I am not convinced that anti-trans panic had any meaningful impact on the presidential election. This does not mean that pro-trans politics are necessarily a strong political issue for the left, but rather that it does not seem to be of exceptionally high priority for most people. Republicans, of course, have framed these debates under their own terms, using language about protecting women's sports (every competitive women's sports organization in the country has strict rules regarding hormone levels to assure that, to use a particularly ludicrous suggestion, the league is not simply a bunch of men claiming that they are women) and protecting children, largely because Democrats mostly haven't talked about trans issues. In some ways, I think Democratic silence is instructive behavior--if trans people living their lives aren't a big deal, why should others try to make a big deal out of it?--but the more conservatives push anti-trans messaging, the more it becomes clearly that trans people need genuine allyship.

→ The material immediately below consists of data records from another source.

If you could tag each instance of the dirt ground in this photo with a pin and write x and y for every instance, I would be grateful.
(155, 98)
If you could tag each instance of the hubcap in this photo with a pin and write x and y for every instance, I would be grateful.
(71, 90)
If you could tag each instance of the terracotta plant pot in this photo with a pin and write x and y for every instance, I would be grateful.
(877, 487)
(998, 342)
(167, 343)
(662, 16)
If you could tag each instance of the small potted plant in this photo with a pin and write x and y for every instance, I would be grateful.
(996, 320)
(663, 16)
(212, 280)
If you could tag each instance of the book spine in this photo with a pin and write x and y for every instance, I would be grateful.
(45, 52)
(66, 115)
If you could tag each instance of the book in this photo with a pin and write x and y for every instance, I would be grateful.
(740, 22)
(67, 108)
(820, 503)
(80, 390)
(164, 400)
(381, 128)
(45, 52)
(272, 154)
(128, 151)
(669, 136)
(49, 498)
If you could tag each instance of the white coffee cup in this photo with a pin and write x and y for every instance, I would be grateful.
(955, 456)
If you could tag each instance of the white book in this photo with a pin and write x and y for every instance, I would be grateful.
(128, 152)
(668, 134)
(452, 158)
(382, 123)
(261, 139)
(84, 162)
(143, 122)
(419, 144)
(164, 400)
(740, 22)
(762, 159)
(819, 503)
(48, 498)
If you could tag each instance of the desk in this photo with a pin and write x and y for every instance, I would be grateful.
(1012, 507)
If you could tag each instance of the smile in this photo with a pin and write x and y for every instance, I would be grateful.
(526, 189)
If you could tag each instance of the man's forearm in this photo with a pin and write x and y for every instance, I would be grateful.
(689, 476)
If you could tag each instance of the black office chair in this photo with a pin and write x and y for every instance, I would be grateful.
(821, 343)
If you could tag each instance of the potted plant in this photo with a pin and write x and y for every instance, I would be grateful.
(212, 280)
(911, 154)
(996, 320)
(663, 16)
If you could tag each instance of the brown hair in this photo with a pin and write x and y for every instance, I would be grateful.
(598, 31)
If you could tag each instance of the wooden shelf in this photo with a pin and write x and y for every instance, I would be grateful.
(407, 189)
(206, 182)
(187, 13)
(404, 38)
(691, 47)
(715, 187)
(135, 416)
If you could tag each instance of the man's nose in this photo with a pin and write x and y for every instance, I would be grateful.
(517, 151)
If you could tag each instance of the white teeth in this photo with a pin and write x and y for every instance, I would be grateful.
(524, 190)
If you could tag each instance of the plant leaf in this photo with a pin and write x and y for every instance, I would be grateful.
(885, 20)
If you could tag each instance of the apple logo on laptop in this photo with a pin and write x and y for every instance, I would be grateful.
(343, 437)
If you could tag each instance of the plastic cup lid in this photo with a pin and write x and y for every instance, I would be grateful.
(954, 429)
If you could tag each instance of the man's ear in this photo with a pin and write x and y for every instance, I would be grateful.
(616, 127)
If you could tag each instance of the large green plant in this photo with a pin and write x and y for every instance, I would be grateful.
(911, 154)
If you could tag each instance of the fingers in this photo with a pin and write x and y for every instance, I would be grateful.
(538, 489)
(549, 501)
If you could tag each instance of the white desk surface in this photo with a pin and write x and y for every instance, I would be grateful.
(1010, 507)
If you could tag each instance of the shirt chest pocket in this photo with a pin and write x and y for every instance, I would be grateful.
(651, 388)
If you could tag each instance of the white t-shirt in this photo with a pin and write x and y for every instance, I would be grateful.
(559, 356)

But while I don't think anti-trans panic had a meaningful impact on the 2024 election, it wouldn't matter if it had. Democrats have overwhelmingly popular positions on just about every issue as an organic result of their own worldviews--they should be allowed to have some positions based not on polling but on what is simply the right thing to do. The extreme shift on gay marriage--Barack Obama ran the most socially liberal campaign in a generation while still opposing gay marriage in 2008--demonstrates that our social views are not inevitable. And while opposition to gay marriage at least had some tenuous biblical backing (which, to be clear, should not inform national policy), opposition to trans rights largely comes down to an unarticulated sense of discomfort. This is the sense we are going to use to determine our future?
Democrats are consistently being asked to defend unpopular positions that their candidates have not actually taken. Liberals are ridiculed for advocating for defunding the police, a dead-on-arrival activist slogan. They are ridiculed for using the term "Latinx" or for being "too woke". If Democrats took an explicitly anti-trans stance, it would not stop Republicans from accusing them of whatever the most hateful stereotypes one could imagine. It would probably land much like the Biden's pro-Israel Middle Eastern posture: Republicans still call them anti-Israel. There is nothing Democrats could theoretically do to assuage fears of the most rabidly anti-trans corners of the political discourse.
Can Democrats force the issue and make trans rights viewed as a legitimate civil rights issue? I'm not sure, but whether it would work politically should not define the actions. Democrats should stand up for trans people because it's the right thing to do.